(Emmanuel Dunand/AFP/Getty Images)

Amazon is one of a slew of tech companies backing Apple in a legal fight with the Justice Department, which wants Apple to help it bypass security features on an encrypted iPhone. But late last year, Amazon quietly backed away from offering the type of encryption at the heart of that dispute by tweaking the software that supports many of its own consumer devices.

Fire OS 5, the latest version of the operating system used on Amazon Fire mobile devices, no longer supports device-level encryption -- a digital protection that only allows a person who knows the password or PIN to unlock a device to access the information stored on it. (Disclosure, Amazon chief executive Jeff Bezos also owns The Washington Post.)
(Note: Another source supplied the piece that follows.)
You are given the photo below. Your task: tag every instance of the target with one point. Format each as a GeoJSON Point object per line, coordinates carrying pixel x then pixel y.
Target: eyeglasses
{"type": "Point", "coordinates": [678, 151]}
Some customers began noticing a problem when their devices couldn't be upgraded to Fire OS 5 without removing the encryption. "How can we keep using these devices if we can't actually secure the large amount of personal data that ends up on them?" one wrote in a post on an Amazon forum in January. The retailer's move gained more attention this week.

When asked about the change, an Amazon spokesperson said that the company had "removed some enterprise features" it found customers "weren't using" when it released Fire OS 5 last fall.

Unlike Apple, which has made device encryption the default in its latest mobile operating systems, users of Amazon's products had to decide to turn on the feature. A page still up on Amazon's website describes how users could set it up -- and why it could be important.

In theory, Amazon devices that run older versions of the software can still encrypt. But newer products, or devices that have been updated to Fire OS 5, lack the option to turn on a feature that could prevent law enforcement or thieves from easily accessing data stored locally.

That's sending Amazon in the opposite direction of Apple and Google, which is also pushing device-level encryption as the default in the latest standard version of Android.

Update: Late Friday, Amazon said it will "return the option for full disk encryption with a Fire OS update coming this spring.”